For Measures, we create two measures, one from each of the Sales Target facts. Area Sales Target comes from the areasalestargets fact, while Base Sales Target comes from salestargets:
Both of these measures have a setting toggled on called Unrelated Dimension Handling. This setting is used to assist the engine when planning the query on how to handle the situation when a business user tries to query Measures and Dimensions that are not “related” to each other.
In our case, an example would be querying area_salestarget by Territory. Note in the model that Territory is not “related” to the area_salestarget fact; if you “follow the arrow directions” you can’t make a relationship between those two entities – they are “unrelated dimensions” to the fact.
The valid values for this setting are:
- Display an error message and return nothing
- Include empty cells in query results
- Include repeating values in query results
Both of the measures will have this set to “Include empty cells in query results” so that we can test for an empty value in our final calculated measures, Sales Target and Sales vs Target.
Sales Target is defined as an empty string test for Area Sales Target and Base Sales Target. This captures what happens what the unrelated dimension setting kicks in and returns empty cells.

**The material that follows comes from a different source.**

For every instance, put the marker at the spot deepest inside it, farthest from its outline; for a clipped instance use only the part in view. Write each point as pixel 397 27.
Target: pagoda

IIF(IsEmpty([Measures].[m_area_sales_target_sum]) ,[Measures].[m_target_sum] ,[Measures].[m_area_sales_target_sum] )
Then the final Sales vs Target measure can be defined with the previous Sales Target measure, including the requisite divide-by-0 and empty string checks.
IIF([Measures].[Sales_Target]=0, 0, iif(isempty([Measures].[Sales_Target]),0,[Measures].[m_salesunits_sum] / [Measures].[Sales_Target] ))
use AtScale in a cloud migration
Cube in Action
Let’s take a look at some pivot tables in Excel that use this model. For the first example, we select the Time and Product dimensions as filters, and the Area and Territory dimensions as rows. Sales Units, Sales Target and Sales vs Target are selected as the measures. Note that the target measures are both empty for the Area members.
Now if we switch the rows to be Territory and Zip (recall that Sales Targets are not set at the Zip level), the Sales Target measures are both empty.
Lastly, if we switch the filter from the first example to look at a lower level SKU (again, not included in Sales Targets), the Sales Targets are empty.
AtScale allows for complex business rules to be modeled as part of its Design Center interface. For this sample rule, a designer’s initial instinct might be to create some complex SQL in a query dataset to perform a bunch of checks or union together subqueries or some other advanced SQL technique. However, leveraging the power of AtScale’s modeling capabilities such as Unrelated Dimension Handling allows the designer to deliver an efficient, aggregate-aware solution for easy consumption by the end users. They are able to simply drag measures like Sales Units, Sales Targets and Sales vs Targets to a report without having to worry about the complexities of the SQL used to generate those measures.